La députée Clémentine Autain a annoncé samedi 11 juillet qu’elle renonce à être candidate à l’élection présidentielle de 2027, après l’échec de la « primaire unitaire » de la gauche.
Un rejet socialiste qui enterre la primaire
La députée écologiste, ancienne membre de La France insoumise, a pris acte de la décision des militants socialistes. Ces derniers ont voté en faveur d’une primaire réservée aux seuls adhérents du Parti socialiste et des formations qui lui sont proches, comme Place publique de Raphaël Glucksmann. « Le Parti socialiste, par son vote interne, a mis le clou au cercueil de la primaire, il n’y aura pas de primaire », a-t-elle déclaré sur France 2.
Candidate déclarée à cette primaire unitaire de la gauche non mélenchoniste, aux côtés de François Ruffin et de la cheffe des Écologistes Marine Tondelier, Clémentine Autain a jugé « ridicule, pour ne pas dire irresponsable, l’empilement des candidatures que l’on voit aujourd’hui à gauche ». Le Parti socialiste a choisi d’organiser sa propre primaire, sans s’ouvrir aux autres formations.

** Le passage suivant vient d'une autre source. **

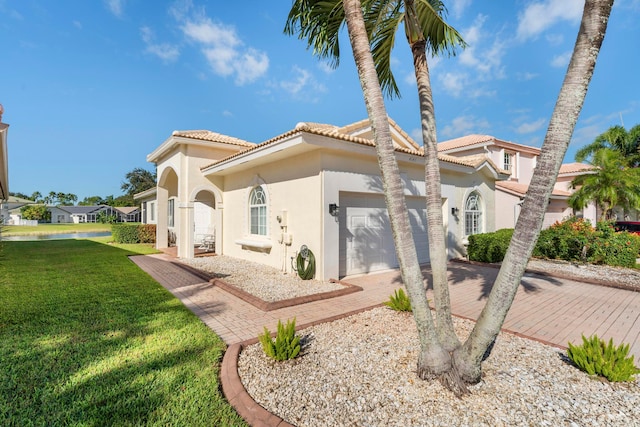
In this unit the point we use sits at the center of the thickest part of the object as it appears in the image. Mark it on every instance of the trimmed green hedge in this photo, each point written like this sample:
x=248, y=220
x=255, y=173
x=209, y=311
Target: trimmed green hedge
x=489, y=247
x=133, y=233
x=571, y=240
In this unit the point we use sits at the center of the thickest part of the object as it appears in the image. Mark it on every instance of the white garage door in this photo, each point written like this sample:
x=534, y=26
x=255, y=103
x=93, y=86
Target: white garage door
x=366, y=242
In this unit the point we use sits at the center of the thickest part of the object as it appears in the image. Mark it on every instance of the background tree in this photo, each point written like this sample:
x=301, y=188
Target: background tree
x=20, y=195
x=465, y=361
x=138, y=180
x=36, y=212
x=36, y=196
x=618, y=139
x=613, y=183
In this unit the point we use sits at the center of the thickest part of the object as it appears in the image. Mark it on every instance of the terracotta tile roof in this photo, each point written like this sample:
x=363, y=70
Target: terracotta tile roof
x=464, y=141
x=320, y=129
x=206, y=135
x=470, y=140
x=471, y=161
x=572, y=168
x=521, y=189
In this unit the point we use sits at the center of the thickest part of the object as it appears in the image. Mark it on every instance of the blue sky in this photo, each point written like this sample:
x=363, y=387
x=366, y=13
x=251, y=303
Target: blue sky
x=90, y=87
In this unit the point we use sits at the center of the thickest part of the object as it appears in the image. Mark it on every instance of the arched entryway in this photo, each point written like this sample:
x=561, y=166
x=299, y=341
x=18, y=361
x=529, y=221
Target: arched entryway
x=168, y=213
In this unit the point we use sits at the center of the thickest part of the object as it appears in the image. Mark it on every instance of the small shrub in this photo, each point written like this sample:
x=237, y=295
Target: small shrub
x=125, y=233
x=489, y=247
x=147, y=233
x=306, y=266
x=570, y=240
x=597, y=358
x=133, y=233
x=286, y=345
x=399, y=301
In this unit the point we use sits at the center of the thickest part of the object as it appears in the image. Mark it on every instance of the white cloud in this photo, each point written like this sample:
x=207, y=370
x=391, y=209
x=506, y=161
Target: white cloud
x=224, y=49
x=459, y=6
x=303, y=82
x=454, y=83
x=208, y=32
x=487, y=62
x=554, y=39
x=531, y=126
x=539, y=16
x=464, y=125
x=326, y=67
x=251, y=65
x=165, y=51
x=562, y=60
x=527, y=76
x=115, y=6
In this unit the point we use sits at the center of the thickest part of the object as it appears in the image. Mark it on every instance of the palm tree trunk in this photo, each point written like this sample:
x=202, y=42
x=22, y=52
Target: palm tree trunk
x=468, y=358
x=433, y=190
x=433, y=359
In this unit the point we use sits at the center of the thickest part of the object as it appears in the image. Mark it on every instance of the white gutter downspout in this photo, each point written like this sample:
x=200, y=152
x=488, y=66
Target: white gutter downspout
x=516, y=211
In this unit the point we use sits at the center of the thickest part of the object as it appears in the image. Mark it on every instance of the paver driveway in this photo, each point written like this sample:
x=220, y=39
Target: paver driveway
x=548, y=309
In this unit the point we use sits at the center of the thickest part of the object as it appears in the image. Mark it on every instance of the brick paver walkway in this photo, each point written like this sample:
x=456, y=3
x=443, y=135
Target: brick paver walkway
x=545, y=308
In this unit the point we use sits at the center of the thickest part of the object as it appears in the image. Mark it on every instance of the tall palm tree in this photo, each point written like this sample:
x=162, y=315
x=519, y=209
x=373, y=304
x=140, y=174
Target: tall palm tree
x=616, y=138
x=613, y=183
x=425, y=29
x=433, y=358
x=319, y=21
x=565, y=114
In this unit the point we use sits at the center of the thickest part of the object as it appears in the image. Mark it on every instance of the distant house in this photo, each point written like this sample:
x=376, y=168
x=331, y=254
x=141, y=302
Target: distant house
x=10, y=210
x=148, y=205
x=81, y=214
x=4, y=160
x=520, y=160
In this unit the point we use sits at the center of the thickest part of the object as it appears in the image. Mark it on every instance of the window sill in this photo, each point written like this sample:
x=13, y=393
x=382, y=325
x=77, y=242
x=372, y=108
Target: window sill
x=258, y=244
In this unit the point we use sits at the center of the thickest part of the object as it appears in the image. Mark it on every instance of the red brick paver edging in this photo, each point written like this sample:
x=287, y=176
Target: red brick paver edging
x=546, y=309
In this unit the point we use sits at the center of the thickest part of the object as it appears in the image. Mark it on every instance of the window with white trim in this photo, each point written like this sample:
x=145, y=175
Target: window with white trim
x=170, y=213
x=258, y=211
x=508, y=161
x=472, y=214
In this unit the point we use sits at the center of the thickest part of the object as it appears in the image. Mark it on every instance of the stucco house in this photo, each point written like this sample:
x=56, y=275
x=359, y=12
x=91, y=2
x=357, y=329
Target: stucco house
x=520, y=160
x=4, y=159
x=148, y=205
x=317, y=185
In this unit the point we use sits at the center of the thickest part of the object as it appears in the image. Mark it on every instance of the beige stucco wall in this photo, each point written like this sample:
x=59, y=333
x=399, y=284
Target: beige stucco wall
x=463, y=185
x=292, y=185
x=186, y=160
x=507, y=209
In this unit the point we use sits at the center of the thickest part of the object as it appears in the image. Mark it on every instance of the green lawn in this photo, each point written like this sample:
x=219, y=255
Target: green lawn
x=19, y=230
x=87, y=338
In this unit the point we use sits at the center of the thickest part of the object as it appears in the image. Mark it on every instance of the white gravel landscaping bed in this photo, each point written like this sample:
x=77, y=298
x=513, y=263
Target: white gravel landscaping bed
x=267, y=283
x=360, y=371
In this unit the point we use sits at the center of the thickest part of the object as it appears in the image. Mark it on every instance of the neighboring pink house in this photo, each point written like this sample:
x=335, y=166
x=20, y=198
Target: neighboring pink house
x=520, y=160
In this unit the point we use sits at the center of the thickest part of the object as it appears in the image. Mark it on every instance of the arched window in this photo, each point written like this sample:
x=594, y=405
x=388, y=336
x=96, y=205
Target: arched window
x=472, y=214
x=258, y=211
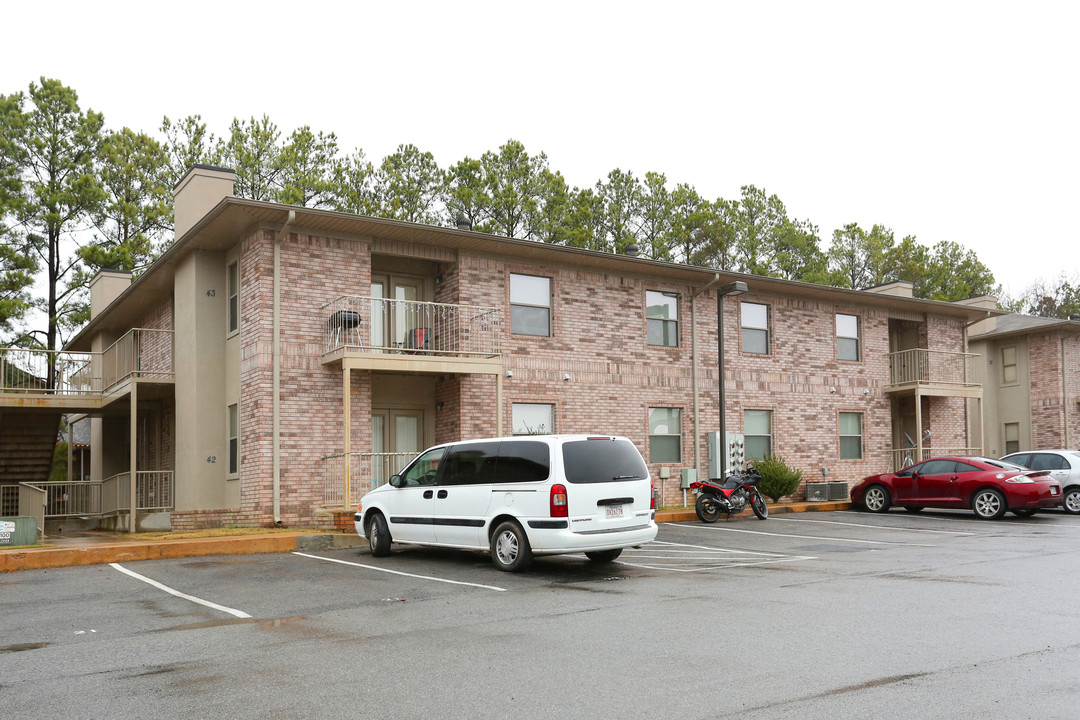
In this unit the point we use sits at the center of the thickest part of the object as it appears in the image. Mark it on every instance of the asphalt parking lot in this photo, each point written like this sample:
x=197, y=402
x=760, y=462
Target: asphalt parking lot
x=822, y=614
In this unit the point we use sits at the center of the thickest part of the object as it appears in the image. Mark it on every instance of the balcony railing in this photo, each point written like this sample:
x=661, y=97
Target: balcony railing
x=920, y=366
x=138, y=353
x=27, y=371
x=904, y=457
x=153, y=492
x=381, y=325
x=366, y=472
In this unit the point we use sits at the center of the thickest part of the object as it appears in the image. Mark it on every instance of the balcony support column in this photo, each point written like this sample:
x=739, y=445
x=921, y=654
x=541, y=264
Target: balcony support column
x=346, y=402
x=133, y=452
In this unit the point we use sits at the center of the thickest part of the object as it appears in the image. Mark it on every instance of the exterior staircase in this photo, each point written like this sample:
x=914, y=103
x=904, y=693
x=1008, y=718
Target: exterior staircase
x=27, y=444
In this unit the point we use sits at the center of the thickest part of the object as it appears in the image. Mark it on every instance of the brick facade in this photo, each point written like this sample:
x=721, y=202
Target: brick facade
x=596, y=369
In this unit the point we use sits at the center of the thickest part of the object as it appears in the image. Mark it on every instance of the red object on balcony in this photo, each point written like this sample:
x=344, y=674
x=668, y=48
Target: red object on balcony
x=419, y=338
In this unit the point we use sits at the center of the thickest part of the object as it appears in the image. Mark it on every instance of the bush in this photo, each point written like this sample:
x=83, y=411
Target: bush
x=778, y=477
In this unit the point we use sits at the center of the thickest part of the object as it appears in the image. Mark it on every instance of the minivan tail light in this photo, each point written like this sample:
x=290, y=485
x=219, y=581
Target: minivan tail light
x=558, y=506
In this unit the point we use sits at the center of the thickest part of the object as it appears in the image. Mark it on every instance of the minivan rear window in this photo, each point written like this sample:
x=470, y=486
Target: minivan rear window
x=603, y=461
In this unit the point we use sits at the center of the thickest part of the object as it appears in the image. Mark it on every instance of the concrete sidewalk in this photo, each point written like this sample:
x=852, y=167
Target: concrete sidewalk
x=96, y=547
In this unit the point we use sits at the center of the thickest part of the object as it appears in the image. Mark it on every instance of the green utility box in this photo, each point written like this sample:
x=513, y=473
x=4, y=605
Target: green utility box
x=19, y=530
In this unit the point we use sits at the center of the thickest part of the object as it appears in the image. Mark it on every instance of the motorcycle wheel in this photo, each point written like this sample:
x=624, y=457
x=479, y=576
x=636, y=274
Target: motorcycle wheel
x=707, y=508
x=757, y=503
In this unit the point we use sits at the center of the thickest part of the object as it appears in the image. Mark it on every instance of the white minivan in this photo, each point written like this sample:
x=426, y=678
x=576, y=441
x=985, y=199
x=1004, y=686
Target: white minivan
x=516, y=497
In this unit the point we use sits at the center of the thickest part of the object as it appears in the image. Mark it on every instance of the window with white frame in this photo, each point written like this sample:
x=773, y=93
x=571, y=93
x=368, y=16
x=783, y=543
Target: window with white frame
x=847, y=337
x=532, y=419
x=530, y=304
x=665, y=435
x=851, y=436
x=233, y=297
x=757, y=433
x=233, y=439
x=755, y=328
x=661, y=313
x=1012, y=437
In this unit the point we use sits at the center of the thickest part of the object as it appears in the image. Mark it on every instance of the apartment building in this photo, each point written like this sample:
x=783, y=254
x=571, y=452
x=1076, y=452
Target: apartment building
x=1029, y=368
x=277, y=362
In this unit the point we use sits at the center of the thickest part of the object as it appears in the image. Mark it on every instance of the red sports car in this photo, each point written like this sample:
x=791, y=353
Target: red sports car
x=988, y=487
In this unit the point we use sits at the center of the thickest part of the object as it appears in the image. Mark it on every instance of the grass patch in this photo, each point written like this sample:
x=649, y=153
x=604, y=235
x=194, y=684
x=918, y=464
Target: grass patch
x=214, y=532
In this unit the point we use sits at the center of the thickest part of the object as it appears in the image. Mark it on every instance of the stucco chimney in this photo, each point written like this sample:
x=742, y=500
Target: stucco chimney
x=901, y=288
x=198, y=192
x=106, y=286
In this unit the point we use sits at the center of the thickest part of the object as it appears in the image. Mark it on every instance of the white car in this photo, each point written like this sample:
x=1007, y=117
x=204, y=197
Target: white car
x=517, y=497
x=1064, y=466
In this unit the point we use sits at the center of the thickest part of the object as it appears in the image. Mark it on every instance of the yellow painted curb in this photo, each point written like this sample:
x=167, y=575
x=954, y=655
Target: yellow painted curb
x=38, y=558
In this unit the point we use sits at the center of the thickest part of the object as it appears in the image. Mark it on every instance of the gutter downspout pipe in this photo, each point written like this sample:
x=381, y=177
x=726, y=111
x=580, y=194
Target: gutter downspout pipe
x=693, y=375
x=277, y=365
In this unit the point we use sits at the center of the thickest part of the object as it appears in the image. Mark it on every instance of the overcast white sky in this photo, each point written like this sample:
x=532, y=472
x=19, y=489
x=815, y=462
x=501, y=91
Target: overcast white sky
x=942, y=120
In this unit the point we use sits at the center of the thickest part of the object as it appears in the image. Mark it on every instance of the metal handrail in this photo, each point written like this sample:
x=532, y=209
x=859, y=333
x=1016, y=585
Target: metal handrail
x=138, y=353
x=921, y=366
x=385, y=325
x=902, y=458
x=367, y=471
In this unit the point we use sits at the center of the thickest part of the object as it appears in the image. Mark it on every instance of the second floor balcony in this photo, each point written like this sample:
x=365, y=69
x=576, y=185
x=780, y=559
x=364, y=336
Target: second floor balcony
x=921, y=371
x=407, y=335
x=80, y=380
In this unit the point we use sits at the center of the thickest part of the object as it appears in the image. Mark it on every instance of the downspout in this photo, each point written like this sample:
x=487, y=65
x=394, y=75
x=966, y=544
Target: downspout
x=693, y=374
x=1065, y=396
x=277, y=365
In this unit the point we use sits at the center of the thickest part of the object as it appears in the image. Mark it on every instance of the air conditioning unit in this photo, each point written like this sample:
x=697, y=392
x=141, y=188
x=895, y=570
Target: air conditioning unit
x=837, y=490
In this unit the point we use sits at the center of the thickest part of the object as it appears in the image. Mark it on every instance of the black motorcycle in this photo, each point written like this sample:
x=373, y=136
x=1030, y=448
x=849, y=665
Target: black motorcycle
x=729, y=496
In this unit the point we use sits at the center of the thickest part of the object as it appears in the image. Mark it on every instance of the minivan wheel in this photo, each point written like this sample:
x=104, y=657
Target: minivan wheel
x=876, y=499
x=988, y=504
x=510, y=547
x=378, y=535
x=604, y=556
x=1071, y=503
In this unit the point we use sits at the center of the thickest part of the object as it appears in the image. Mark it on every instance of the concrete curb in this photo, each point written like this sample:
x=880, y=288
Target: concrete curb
x=39, y=558
x=689, y=515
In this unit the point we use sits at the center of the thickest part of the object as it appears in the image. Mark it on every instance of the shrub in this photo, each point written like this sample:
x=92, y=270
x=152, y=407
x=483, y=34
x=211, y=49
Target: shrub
x=778, y=477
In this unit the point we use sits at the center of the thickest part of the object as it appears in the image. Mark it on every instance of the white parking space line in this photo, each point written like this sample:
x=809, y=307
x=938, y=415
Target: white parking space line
x=969, y=519
x=660, y=555
x=231, y=611
x=406, y=574
x=782, y=534
x=875, y=527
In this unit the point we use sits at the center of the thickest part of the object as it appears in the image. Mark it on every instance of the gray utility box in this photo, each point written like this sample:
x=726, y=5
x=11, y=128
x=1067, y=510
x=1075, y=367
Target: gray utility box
x=18, y=530
x=823, y=491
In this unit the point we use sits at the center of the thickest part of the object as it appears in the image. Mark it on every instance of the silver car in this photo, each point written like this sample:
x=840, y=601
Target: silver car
x=1064, y=466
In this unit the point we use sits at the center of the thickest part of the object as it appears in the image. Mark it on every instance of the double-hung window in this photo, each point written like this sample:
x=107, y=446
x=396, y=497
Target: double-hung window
x=233, y=297
x=661, y=313
x=851, y=436
x=847, y=337
x=534, y=419
x=530, y=304
x=757, y=433
x=755, y=328
x=665, y=435
x=1009, y=376
x=233, y=439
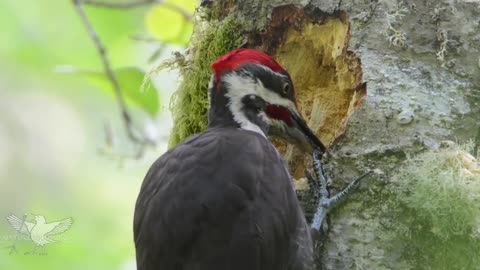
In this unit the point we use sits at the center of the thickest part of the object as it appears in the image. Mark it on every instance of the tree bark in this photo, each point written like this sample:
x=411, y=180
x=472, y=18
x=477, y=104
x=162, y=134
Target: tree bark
x=421, y=62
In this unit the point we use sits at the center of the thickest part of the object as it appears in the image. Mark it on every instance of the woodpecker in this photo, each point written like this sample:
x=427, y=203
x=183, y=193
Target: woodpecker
x=223, y=198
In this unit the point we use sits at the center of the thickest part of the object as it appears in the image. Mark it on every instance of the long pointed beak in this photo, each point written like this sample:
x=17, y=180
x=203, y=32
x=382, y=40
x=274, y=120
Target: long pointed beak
x=310, y=140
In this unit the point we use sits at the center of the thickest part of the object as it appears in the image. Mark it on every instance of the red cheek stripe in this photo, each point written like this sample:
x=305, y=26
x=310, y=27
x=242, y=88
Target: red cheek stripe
x=279, y=113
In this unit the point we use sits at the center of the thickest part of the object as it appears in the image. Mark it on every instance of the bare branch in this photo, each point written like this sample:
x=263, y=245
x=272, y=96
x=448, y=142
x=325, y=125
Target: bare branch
x=135, y=136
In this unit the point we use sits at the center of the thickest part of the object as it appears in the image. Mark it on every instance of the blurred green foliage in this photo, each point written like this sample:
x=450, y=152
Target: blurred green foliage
x=51, y=127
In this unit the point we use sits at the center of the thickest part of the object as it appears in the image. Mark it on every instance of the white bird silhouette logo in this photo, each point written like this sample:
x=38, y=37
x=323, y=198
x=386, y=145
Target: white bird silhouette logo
x=40, y=230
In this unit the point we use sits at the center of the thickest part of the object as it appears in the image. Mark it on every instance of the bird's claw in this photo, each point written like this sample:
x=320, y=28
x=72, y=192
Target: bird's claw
x=318, y=185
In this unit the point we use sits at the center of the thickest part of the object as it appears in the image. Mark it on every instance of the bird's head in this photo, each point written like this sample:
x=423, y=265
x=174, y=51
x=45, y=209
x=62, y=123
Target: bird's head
x=259, y=95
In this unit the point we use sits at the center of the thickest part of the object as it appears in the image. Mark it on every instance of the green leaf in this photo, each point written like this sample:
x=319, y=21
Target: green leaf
x=130, y=80
x=168, y=24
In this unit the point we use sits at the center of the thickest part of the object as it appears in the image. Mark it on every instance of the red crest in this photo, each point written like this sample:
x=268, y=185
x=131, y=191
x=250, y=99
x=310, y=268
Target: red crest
x=232, y=59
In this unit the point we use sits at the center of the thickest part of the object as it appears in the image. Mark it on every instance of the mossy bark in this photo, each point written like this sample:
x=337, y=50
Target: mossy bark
x=421, y=62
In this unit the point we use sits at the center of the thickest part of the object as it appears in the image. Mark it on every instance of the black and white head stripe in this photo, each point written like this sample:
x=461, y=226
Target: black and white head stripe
x=255, y=79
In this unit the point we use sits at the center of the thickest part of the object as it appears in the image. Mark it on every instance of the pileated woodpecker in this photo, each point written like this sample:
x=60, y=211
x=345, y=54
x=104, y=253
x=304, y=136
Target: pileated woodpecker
x=223, y=198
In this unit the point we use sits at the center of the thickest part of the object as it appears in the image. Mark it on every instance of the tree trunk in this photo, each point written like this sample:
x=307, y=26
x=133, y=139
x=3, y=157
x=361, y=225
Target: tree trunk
x=421, y=62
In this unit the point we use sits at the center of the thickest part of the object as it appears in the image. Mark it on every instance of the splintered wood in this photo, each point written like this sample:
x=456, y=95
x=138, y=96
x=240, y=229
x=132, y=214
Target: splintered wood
x=313, y=47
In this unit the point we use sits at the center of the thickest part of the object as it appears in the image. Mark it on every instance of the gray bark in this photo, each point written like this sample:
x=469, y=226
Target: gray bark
x=418, y=96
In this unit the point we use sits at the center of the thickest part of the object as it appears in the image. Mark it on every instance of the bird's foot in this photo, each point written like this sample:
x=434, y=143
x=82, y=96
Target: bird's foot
x=318, y=185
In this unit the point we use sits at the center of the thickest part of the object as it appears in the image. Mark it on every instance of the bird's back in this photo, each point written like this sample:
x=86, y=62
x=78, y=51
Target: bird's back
x=222, y=199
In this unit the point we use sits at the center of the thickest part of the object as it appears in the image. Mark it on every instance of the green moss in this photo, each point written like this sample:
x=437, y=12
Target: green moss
x=189, y=103
x=437, y=205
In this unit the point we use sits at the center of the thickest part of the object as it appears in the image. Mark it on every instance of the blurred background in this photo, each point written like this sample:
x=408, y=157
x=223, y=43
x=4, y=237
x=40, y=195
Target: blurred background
x=64, y=151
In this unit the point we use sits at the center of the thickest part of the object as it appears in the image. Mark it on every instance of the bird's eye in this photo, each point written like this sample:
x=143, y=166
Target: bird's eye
x=286, y=89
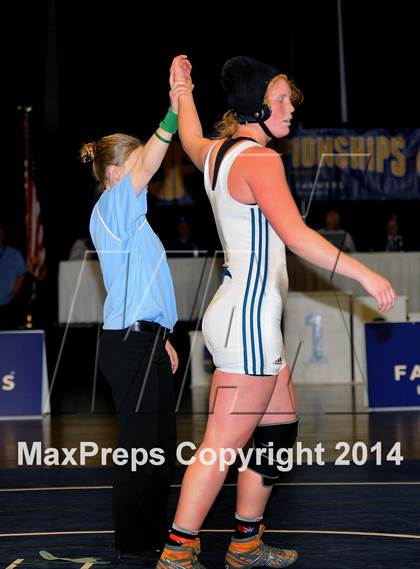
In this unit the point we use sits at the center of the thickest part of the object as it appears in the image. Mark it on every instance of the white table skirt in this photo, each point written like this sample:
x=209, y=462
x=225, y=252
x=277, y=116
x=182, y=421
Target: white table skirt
x=81, y=293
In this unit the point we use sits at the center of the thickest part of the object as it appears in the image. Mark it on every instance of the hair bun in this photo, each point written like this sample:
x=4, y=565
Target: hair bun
x=87, y=152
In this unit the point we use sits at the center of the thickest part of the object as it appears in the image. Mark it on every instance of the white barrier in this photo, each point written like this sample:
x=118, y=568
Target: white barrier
x=319, y=322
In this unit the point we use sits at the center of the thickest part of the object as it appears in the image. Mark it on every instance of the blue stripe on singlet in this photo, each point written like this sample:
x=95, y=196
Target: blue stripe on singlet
x=254, y=293
x=251, y=264
x=261, y=298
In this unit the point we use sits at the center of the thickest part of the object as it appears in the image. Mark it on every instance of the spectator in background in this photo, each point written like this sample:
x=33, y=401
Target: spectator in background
x=12, y=275
x=183, y=241
x=337, y=236
x=394, y=241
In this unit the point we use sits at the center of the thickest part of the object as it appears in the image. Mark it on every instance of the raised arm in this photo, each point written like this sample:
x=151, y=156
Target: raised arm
x=190, y=131
x=264, y=173
x=146, y=160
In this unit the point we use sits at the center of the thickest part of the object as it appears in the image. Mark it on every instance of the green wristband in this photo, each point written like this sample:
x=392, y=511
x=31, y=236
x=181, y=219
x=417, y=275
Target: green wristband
x=170, y=122
x=161, y=138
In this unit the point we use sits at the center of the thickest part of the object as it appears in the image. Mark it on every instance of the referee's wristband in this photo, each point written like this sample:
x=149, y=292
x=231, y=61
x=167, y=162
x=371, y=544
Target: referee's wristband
x=161, y=138
x=170, y=122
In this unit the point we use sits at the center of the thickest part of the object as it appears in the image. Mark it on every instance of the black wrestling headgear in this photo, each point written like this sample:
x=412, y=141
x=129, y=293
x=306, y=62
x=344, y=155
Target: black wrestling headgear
x=245, y=81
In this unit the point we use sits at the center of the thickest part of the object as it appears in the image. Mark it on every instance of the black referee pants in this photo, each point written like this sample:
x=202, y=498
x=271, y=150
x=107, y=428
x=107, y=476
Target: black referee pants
x=138, y=369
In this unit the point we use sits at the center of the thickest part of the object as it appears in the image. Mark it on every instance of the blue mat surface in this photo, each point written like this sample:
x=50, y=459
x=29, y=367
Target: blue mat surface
x=336, y=518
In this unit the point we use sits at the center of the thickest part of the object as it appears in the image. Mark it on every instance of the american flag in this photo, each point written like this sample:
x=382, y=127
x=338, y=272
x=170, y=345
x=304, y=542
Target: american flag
x=34, y=227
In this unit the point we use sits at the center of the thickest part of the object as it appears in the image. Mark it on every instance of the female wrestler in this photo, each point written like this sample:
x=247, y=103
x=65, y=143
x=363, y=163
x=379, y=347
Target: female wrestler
x=251, y=391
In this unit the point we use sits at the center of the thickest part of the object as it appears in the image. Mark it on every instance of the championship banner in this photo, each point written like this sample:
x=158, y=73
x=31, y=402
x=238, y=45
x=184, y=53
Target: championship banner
x=343, y=164
x=393, y=364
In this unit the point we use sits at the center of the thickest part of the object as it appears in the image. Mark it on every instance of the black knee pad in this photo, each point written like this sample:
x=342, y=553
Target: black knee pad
x=273, y=438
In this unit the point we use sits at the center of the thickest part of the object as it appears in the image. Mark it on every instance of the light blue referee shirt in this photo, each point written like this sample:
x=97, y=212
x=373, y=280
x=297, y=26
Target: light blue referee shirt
x=133, y=261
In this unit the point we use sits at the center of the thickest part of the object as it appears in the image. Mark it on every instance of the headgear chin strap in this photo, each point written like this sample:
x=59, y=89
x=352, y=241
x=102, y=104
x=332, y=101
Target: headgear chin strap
x=245, y=82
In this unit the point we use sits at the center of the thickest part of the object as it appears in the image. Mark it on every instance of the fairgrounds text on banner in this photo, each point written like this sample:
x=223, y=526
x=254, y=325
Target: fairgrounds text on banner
x=344, y=164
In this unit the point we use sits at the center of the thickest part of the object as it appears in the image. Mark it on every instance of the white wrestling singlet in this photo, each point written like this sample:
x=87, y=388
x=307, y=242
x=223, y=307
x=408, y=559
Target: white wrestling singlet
x=241, y=325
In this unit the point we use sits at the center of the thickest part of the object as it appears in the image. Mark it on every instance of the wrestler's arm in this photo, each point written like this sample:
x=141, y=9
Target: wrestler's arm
x=146, y=160
x=264, y=174
x=189, y=126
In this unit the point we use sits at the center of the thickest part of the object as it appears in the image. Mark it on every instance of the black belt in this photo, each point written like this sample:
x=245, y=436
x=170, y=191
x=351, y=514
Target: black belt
x=150, y=328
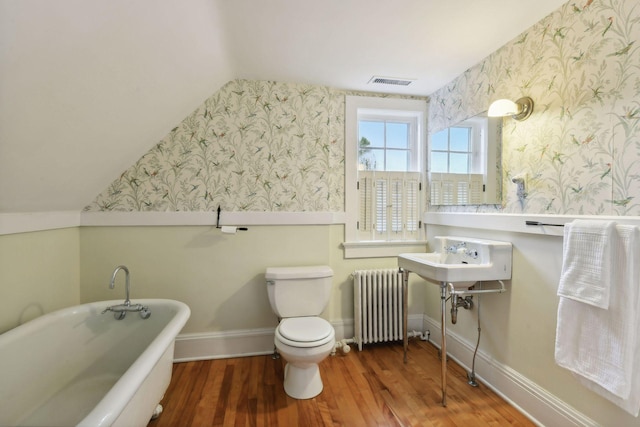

Le vote des militants socialistes pour réserver leur primaire à leurs seuls adhérents correspond à la position des opposants internes au premier secrétaire Olivier Faure. Ces derniers sont favorables, en large part, à une candidature de Raphaël Glucksmann, en tête des sondages dans le camp social-démocrate.
Un rassemblement sans candidature supplémentaire
« Est-ce que je vais ajouter une candidature de plus ? La réponse est non », a-t-elle précisé, assurant que son « combat est le rassemblement de la gauche et des écologistes ». Elle a appelé à « une solution politique qui nous permette de prétendre à être au second tour et à gagner face à l’extrême droite ».
Pour Clémentine Autain, le Parti socialiste a fait « un choix de clarification, celui de tourner le dos à la gauche et de se tourner vers le centre et vers la droite ». Marine Tondelier avait déjà pris acte vendredi que la primaire unitaire était « enterrée », en raison du refus des socialistes d’élargir le périmètre de leur scrutin interne.
Un possible ralliement à Mélenchon
L’ancienne députée LFI n’a pas exclu de soutenir Jean-Luc Mélenchon. « À l’automne, si Jean-Luc Mélenchon s’avère être toujours à la première place à gauche, sa responsabilité sera de créer les conditions du rassemblement », a-t-elle expliqué. Elle a appelé à dépasser « les haines cuites et recuites personnelles, nos histoires, les désaccords qu’on peut avoir. Et j’en ai, avec Jean-Luc Mélenchon, que je n’ai jamais cachés. »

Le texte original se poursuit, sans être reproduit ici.